Nelson D. Young2,* and Claude W. dePamphilis{dagger}

*Department of Biology, Trinity University; and
{dagger}Department of Biology, Institute of Molecular Evolutionary Genetics, and Life Sciences Consortium, Pennsylvania State University

In a striking contrast, matK is one of the most rapidly evolving plastid genes and also one of the few plastid genes to be retained in all nonphotosynthetic plants examined to date. DNA sequences of this region were obtained from photosynthetic and nonphotosynthetic plants of Orobanchaceae and their relatives. The resulting plastid DNA phylogeny was congruent with that recently obtained from analyses of rps2 and provided much better resolution. This phylogeny was then used to examine the relative degrees of evolutionary constraint of both the matK gene and the non–protein-coding regions that flank it inside the trnK intron. The method of subtree contrasts was introduced to compare levels of constraint. matK has evolved with a low but significant level of constraint on its amino acid sequence in both photosynthetic and nonphotosynthetic plants.
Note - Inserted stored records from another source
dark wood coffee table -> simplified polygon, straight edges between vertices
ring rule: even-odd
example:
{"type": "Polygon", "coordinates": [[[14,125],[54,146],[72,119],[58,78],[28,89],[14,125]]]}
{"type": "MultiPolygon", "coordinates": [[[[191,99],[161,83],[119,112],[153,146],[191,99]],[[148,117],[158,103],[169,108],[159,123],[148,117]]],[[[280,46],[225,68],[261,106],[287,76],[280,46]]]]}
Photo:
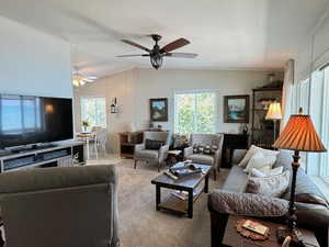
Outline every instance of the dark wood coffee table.
{"type": "MultiPolygon", "coordinates": [[[[197,200],[202,192],[208,192],[208,176],[211,166],[193,164],[196,167],[201,167],[204,172],[197,175],[191,175],[185,178],[172,179],[167,175],[159,175],[157,178],[151,180],[152,184],[156,184],[156,209],[170,210],[178,213],[188,214],[190,218],[193,217],[193,203],[197,200]],[[204,187],[200,184],[204,181],[204,187]],[[189,199],[181,200],[177,197],[170,194],[167,199],[161,201],[161,188],[186,191],[189,193],[189,199]],[[193,197],[194,193],[194,197],[193,197]]],[[[173,167],[182,166],[182,162],[178,162],[173,167]]]]}
{"type": "MultiPolygon", "coordinates": [[[[234,247],[281,247],[282,244],[277,243],[276,238],[276,228],[279,226],[283,226],[282,224],[269,222],[269,221],[262,221],[251,217],[245,217],[245,216],[236,216],[236,215],[229,215],[225,234],[223,238],[223,246],[234,246],[234,247]],[[246,237],[242,237],[236,229],[235,225],[237,221],[249,218],[257,222],[260,222],[261,224],[270,227],[270,237],[266,240],[251,240],[246,237]]],[[[305,243],[309,244],[309,246],[314,247],[320,247],[318,244],[315,235],[313,232],[307,229],[300,229],[303,234],[303,239],[305,243]]],[[[308,246],[308,245],[307,245],[308,246]]]]}

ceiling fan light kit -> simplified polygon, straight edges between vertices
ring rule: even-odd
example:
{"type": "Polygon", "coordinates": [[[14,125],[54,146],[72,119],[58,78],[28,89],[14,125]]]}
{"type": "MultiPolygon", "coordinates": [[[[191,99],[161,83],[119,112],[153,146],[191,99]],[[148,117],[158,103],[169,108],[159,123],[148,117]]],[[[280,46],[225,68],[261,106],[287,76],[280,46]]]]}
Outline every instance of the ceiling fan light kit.
{"type": "Polygon", "coordinates": [[[97,79],[97,77],[84,77],[81,74],[79,74],[78,70],[72,72],[72,85],[76,88],[93,82],[97,79]]]}
{"type": "Polygon", "coordinates": [[[160,46],[158,45],[158,42],[161,40],[161,36],[158,34],[151,34],[149,36],[156,42],[152,49],[149,49],[143,45],[139,45],[139,44],[128,41],[128,40],[122,40],[122,42],[124,42],[128,45],[135,46],[139,49],[143,49],[143,50],[147,52],[148,54],[122,55],[122,56],[117,56],[117,57],[136,57],[136,56],[150,57],[151,66],[155,69],[159,69],[163,64],[164,56],[166,57],[182,57],[182,58],[195,58],[197,56],[197,54],[194,54],[194,53],[171,53],[174,49],[178,49],[180,47],[183,47],[183,46],[190,44],[190,42],[183,37],[175,40],[174,42],[171,42],[168,45],[164,45],[162,48],[160,48],[160,46]]]}

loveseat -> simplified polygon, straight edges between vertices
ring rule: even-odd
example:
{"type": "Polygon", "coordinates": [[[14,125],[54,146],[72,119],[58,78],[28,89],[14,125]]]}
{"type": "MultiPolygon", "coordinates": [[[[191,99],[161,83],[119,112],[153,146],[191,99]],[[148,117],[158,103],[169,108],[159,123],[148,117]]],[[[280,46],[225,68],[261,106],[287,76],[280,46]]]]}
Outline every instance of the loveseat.
{"type": "MultiPolygon", "coordinates": [[[[243,168],[237,166],[236,164],[241,160],[246,150],[235,150],[232,162],[234,166],[229,171],[227,179],[225,180],[222,188],[215,189],[208,195],[208,210],[211,213],[211,225],[212,225],[212,247],[222,246],[222,239],[224,237],[226,223],[229,214],[223,211],[220,199],[223,194],[238,194],[246,197],[246,199],[252,199],[252,197],[260,197],[254,194],[245,193],[248,175],[243,171],[243,168]]],[[[284,169],[292,169],[292,155],[290,151],[281,150],[277,155],[276,162],[274,167],[283,166],[284,169]]],[[[275,199],[277,202],[285,204],[290,200],[290,187],[281,199],[275,199]]],[[[252,201],[252,200],[251,200],[252,201]]],[[[252,203],[259,203],[254,200],[252,203]]],[[[234,205],[231,205],[234,207],[234,205]]],[[[249,209],[260,209],[260,205],[254,204],[254,206],[248,206],[249,209]]],[[[310,229],[315,233],[318,243],[321,247],[329,247],[329,207],[328,202],[324,194],[319,191],[311,179],[305,173],[305,171],[299,168],[297,173],[296,183],[296,207],[297,207],[297,227],[310,229]]],[[[234,210],[232,210],[234,211],[234,210]]],[[[254,212],[253,212],[254,213],[254,212]]],[[[243,214],[248,216],[253,216],[251,214],[243,214]]],[[[265,216],[257,215],[257,217],[266,218],[269,221],[274,221],[279,223],[285,223],[285,216],[265,216]]]]}

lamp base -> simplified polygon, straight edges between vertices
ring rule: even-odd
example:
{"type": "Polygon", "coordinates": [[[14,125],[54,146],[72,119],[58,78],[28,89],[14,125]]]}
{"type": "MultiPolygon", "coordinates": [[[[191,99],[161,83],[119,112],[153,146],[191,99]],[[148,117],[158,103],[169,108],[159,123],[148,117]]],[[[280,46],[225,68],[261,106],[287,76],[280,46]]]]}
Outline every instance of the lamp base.
{"type": "Polygon", "coordinates": [[[276,237],[277,237],[277,240],[280,243],[283,243],[284,239],[287,236],[292,237],[292,242],[291,242],[290,246],[293,246],[293,247],[305,247],[305,244],[303,243],[303,239],[302,239],[302,233],[300,233],[300,231],[298,231],[296,228],[295,229],[290,229],[290,228],[286,228],[286,227],[277,227],[277,229],[276,229],[276,237]]]}

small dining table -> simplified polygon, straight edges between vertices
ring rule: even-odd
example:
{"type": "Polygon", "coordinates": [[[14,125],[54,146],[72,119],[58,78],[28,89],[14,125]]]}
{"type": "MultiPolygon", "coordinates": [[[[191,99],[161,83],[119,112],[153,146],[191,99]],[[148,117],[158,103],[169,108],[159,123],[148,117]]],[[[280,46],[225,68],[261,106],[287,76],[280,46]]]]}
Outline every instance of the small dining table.
{"type": "Polygon", "coordinates": [[[87,154],[87,159],[89,159],[89,157],[90,157],[90,154],[89,154],[89,142],[91,141],[91,139],[95,139],[95,133],[94,132],[89,132],[89,133],[78,133],[77,134],[77,137],[79,138],[79,139],[82,139],[82,141],[84,141],[86,142],[86,149],[87,149],[87,151],[86,151],[86,154],[87,154]]]}

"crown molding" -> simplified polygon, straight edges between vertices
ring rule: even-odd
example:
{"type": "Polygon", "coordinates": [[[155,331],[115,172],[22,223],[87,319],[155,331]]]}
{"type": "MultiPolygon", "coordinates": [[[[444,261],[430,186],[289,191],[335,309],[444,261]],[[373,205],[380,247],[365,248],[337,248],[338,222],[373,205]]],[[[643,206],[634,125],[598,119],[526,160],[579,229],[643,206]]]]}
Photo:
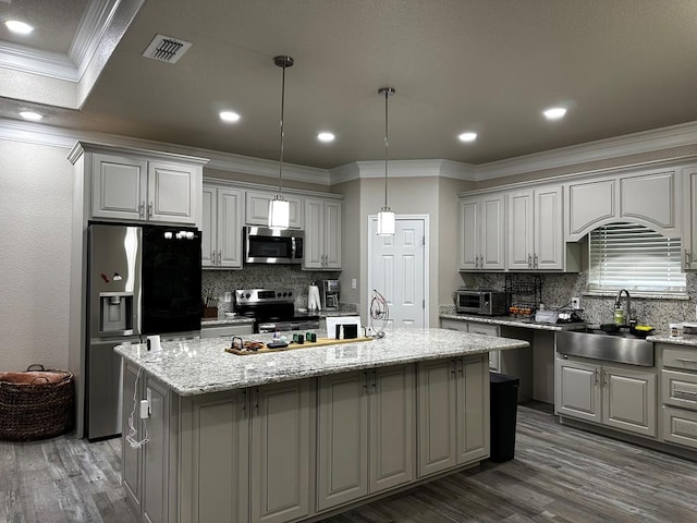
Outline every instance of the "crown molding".
{"type": "Polygon", "coordinates": [[[80,109],[144,2],[88,2],[68,53],[0,42],[0,96],[80,109]],[[47,77],[64,82],[64,88],[47,90],[47,77]]]}
{"type": "MultiPolygon", "coordinates": [[[[72,149],[76,142],[87,142],[110,147],[123,147],[152,150],[207,158],[206,168],[222,171],[253,174],[256,177],[279,178],[279,162],[248,156],[233,155],[185,145],[168,144],[143,138],[132,138],[118,134],[80,132],[41,123],[30,123],[10,119],[0,119],[0,139],[22,142],[50,147],[72,149]]],[[[283,163],[283,178],[296,182],[330,185],[329,171],[314,167],[283,163]]]]}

Constraint is greater in photosynthetic than in nonphotosynthetic plants of this group. Domain X, thought to contain the active site of the protein, is not significantly more constrained than the rest of the protein. The portions of the flanking regions that are thought to form paired stem structures also show constraint, but in this case, there is no significant difference in degree of constraint between photosynthetic and nonphotosynthetic plants.